The UK Intellectual Property Office has refused to grant an SPC for a medical device, as noted in the decision BL O/141/14. Whilst those aware of the SPC legislation may not find this surprising, a small number of other European jurisdictions have taken a different view and have granted SPCs for medical devices.
A supplementary protection certificate (“SPC”) is a form of compensation by which an extra period of monopoly is granted at the end of a patent’s life, as recompense for the period of the patent’s monopoly during which the patent holder cannot market a product protected by the patent due to the need to first obtain regulatory approval for that product. SPCs can be obtained for medicinal products and plant protection products.
An SPC for a medicinal product requires that a valid authorisation to place the product on the market has been granted in accordance with Directives 2001/83/EC or 2001/82/EC (Article 3(b) of Regulation (EC) No 469/2009, the “SPC Regulation”). These Directives relate primarily to medicines, although some medical devices are regulated under Directive 2001/83/EC (e.g. pre-filled syringes, anti-microbial wound dressings where primary action is drug delivery and other specifically pre-charged products). In theory, an authorisation for a medical device under one of these Directives could form the basis for an SPC; however, it is also a requirement that the authorisation relied upon is the first authorisation to put the active ingredient on the market, and this is generally not the case for authorisations for such pre-charged products.
Where the drug effect is ancillary, and device functionality is primarily by physical means, then instead Directive 93/42/EEC or 90/385/EEC will apply (for example, drug delivery devices of general application, specifically coated catheters, anti-microbial wound dressings where primary action is wound dressing, etc.). As these directives are not
specified in the SPC Regulation it might be assumed that devices authorised under these directives will not be eligible for SPCs. However, the SPC legislation requires an authorisation “in accordance with Directive 2001/83/EC”, and there have been rulings in some countries which have held that the regimes under Directive 93/42/EEC or 90/385/EEC are sufficiently similar to Directives 2001/83/EC or 2001/82/EC for authorisations under Directive 93/42/EEC or 90/385/EEC to be in accordance with Directives 2001/83/EC or 2001/82/EC.

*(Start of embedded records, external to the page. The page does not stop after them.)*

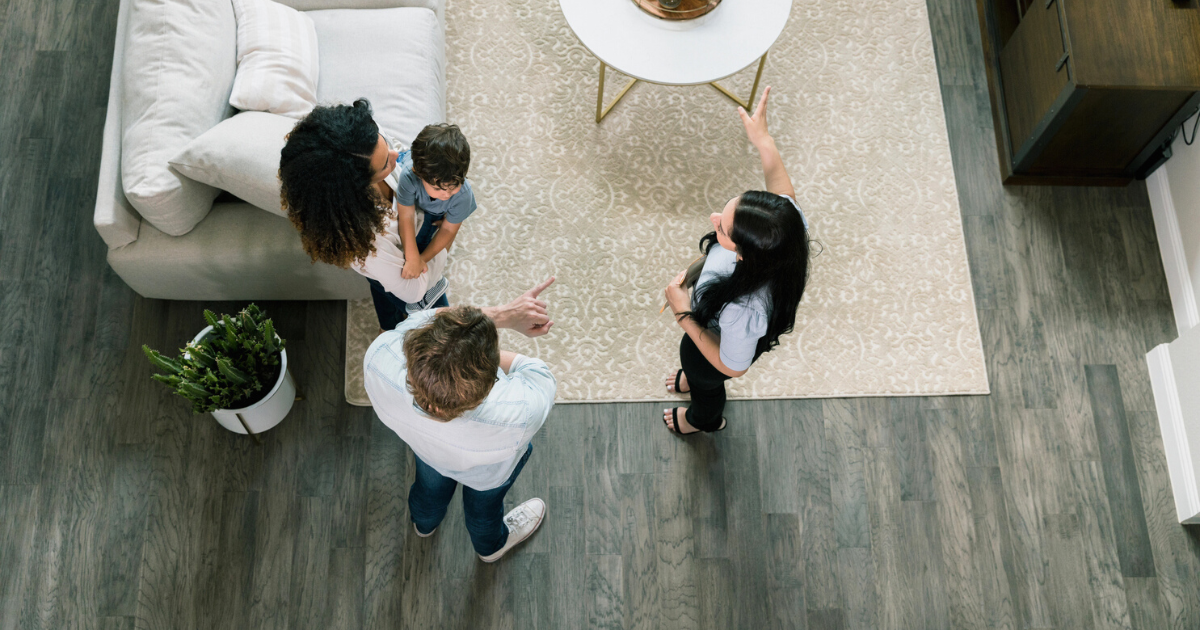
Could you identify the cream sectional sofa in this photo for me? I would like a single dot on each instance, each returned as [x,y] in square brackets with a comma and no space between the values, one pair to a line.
[243,252]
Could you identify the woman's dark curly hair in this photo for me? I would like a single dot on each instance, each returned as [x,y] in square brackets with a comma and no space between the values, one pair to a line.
[325,175]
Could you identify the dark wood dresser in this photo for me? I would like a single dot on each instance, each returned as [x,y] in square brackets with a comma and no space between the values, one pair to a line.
[1089,91]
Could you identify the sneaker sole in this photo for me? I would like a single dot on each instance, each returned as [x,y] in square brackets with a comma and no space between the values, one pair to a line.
[503,552]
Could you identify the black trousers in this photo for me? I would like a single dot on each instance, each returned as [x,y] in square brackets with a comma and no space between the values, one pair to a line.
[707,385]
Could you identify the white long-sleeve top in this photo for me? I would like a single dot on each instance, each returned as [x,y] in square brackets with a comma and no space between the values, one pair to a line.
[388,261]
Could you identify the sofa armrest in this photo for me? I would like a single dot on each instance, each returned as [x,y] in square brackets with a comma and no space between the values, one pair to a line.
[114,217]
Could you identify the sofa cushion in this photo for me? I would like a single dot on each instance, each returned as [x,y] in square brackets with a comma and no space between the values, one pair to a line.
[315,5]
[277,60]
[178,70]
[238,252]
[393,57]
[240,155]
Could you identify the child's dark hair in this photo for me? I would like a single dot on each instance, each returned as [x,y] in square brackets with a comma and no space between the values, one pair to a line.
[441,155]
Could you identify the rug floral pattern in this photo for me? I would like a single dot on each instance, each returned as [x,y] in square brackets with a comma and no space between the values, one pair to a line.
[615,210]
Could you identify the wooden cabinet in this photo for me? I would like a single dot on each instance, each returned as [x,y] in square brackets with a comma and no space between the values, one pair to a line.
[1089,91]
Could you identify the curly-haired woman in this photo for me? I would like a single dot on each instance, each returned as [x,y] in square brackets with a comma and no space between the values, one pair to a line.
[747,294]
[339,190]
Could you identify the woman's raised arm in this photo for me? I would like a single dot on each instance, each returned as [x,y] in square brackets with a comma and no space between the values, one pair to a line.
[772,162]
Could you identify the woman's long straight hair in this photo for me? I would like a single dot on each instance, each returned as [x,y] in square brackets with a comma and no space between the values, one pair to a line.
[774,247]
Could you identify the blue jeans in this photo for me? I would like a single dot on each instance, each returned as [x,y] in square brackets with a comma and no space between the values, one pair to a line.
[391,310]
[483,509]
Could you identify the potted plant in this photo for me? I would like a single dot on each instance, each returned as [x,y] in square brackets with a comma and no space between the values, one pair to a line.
[237,369]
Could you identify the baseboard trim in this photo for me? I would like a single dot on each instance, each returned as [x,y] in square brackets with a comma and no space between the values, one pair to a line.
[1175,438]
[1170,243]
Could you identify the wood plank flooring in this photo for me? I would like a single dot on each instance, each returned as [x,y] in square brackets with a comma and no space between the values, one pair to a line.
[1043,505]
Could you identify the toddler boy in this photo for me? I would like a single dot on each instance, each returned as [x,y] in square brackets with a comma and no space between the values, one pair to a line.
[432,175]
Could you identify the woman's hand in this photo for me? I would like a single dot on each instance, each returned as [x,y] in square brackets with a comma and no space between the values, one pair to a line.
[677,295]
[756,125]
[413,268]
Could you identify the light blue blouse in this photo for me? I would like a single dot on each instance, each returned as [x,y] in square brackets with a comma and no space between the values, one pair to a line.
[742,323]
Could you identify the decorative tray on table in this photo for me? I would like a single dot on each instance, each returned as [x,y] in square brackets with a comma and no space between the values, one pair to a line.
[677,9]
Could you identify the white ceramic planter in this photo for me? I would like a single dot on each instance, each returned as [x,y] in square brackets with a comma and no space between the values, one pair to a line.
[264,414]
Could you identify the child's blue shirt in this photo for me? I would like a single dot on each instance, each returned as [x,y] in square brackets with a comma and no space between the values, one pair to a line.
[409,191]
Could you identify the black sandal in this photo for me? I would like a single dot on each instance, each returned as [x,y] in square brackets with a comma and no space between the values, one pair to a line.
[678,375]
[675,425]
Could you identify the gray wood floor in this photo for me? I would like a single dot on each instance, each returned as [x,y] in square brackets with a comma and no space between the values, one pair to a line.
[1043,505]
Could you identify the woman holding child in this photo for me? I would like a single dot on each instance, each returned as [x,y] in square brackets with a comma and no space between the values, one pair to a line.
[748,292]
[353,195]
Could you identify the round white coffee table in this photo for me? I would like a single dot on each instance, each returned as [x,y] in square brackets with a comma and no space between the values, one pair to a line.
[693,52]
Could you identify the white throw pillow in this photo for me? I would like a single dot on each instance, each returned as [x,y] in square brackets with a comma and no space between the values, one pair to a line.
[277,60]
[180,58]
[393,57]
[240,155]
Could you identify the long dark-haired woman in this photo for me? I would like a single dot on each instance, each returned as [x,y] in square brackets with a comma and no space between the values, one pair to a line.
[749,289]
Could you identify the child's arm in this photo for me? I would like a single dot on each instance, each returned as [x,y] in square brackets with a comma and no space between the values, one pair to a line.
[442,240]
[414,265]
[778,181]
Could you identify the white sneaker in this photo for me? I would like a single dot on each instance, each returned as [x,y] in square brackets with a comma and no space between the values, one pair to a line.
[522,521]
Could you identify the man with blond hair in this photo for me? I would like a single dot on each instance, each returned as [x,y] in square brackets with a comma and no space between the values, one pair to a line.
[468,411]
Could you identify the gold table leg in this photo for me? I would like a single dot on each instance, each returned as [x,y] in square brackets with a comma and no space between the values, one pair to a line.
[601,109]
[754,90]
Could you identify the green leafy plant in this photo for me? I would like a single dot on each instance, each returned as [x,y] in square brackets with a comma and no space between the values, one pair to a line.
[229,369]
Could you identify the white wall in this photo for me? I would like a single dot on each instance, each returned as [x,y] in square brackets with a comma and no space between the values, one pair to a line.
[1175,367]
[1175,199]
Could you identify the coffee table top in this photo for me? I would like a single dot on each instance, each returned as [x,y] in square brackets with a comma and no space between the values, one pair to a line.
[691,52]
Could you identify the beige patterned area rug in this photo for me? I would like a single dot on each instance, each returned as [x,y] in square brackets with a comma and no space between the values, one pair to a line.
[615,210]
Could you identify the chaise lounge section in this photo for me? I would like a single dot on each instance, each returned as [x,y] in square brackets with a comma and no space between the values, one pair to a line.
[388,51]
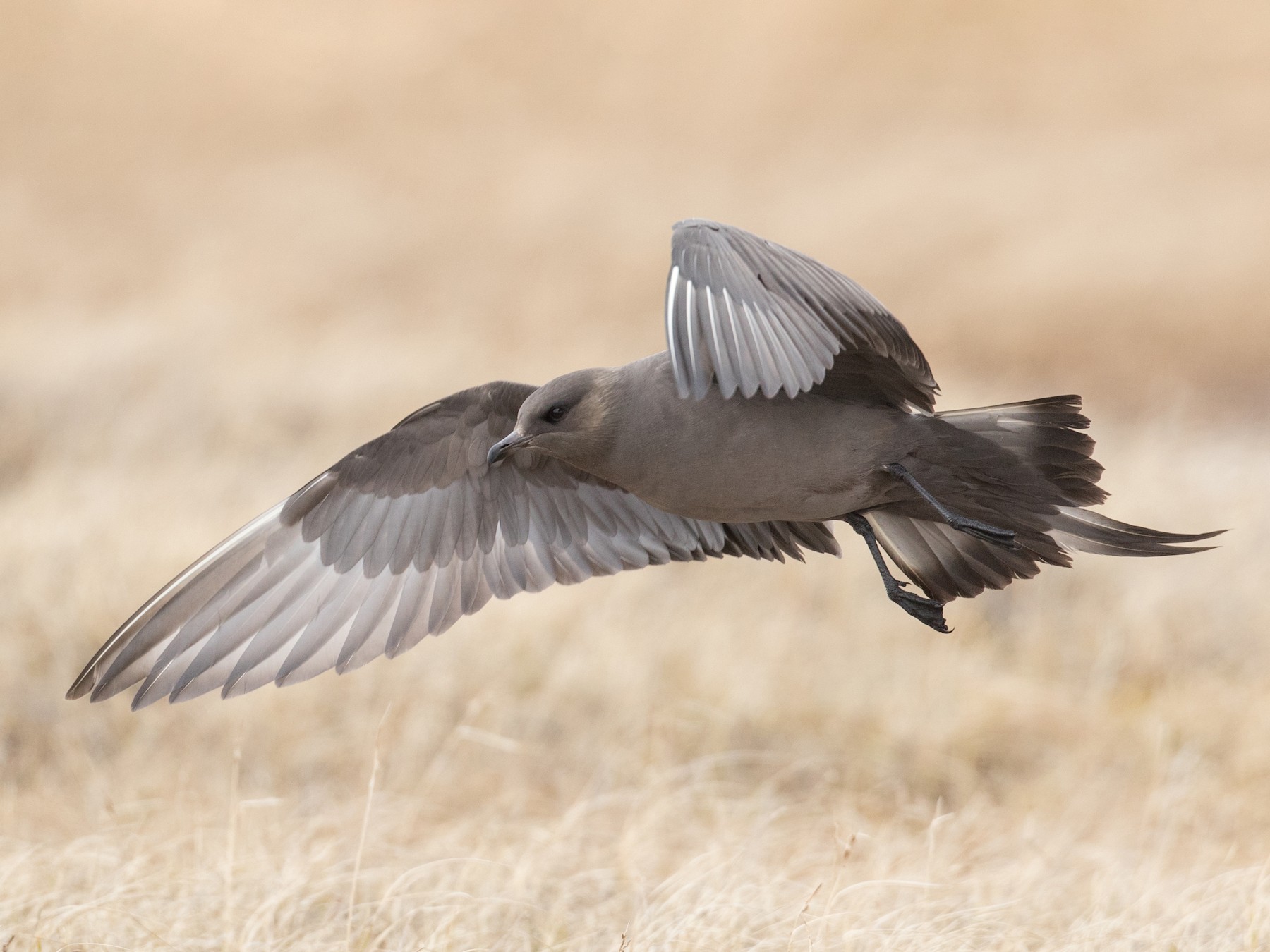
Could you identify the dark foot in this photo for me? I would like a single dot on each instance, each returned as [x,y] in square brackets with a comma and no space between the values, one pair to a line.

Specifically, both Germany and the Netherlands have awarded SPCs on the basis of authorisations under Directive 93/42/EEC or 90/385/EEC. In the German decision in relation to SPC application 12 2005 000 052 (14 W (pat) 12/07), the German court upheld an SPC for a microsphere comprising yttrium-89, activated into ytrrium-90 in situ. It was determinative that the product comprised an active which had to be authorised under 90/385/EEC as it was combined with a device but if separate would have been authorised under 2001/83/EC. The equivalent SPC was also allowed in the Netherlands but refused in at least Belgium, Denmark, Italy and Sweden. A similar decision in the Netherlands was made for replacement joint fluid under 93/42/EEC (Rechtsbank’s-Gravenhage, AWB 02/1729 OCT). Prior to this recent decision, the position in the UK was unclear, with the UKIPO SPC Guide for Applicants merely stating that such an SPC was “Possibly” allowable.
There has now been some guidance on this, in decision BL O/141/14. Here, an SPC had been applied for in relation to a “Platelet preparation obtainable by addition, and subsequent photoactivation, of amotosalen or its salt, to a suspension of platelets in plasma”, for which an authorisation under Directive 93/42/EEC had been obtained. It was argued that this authorisation was equivalent to one under Directive 2001/83/EC as the device contained a substance which if used separately would have required authorisation under Directive 2001/83/EC, and, further, because this authorisation was for a Class III medical device, which required the highest standard of medical device assessment, including verification of the safety, quality and usefulness of the substance. However, after a detailed assessment of the different requirements for authorisation under the two Directives, the Hearing Officer concluded that the two processes were not the same, and so refused the application for an SPC on the basis that there was no authorisation in accordance with Directive 2001/83/EC or Directive 2001/82/EC.
This decision may yet be appealed, although at present it does seem likely that the UK will adopt the majority view of European countries in refusing SPCs for devices authorised under Directive 93/42/EEC or 90/385/EEC. Nevertheless, the fact there is some divergence between European territories means yet another reference to the CJEU concerning SPCs cannot be ruled out.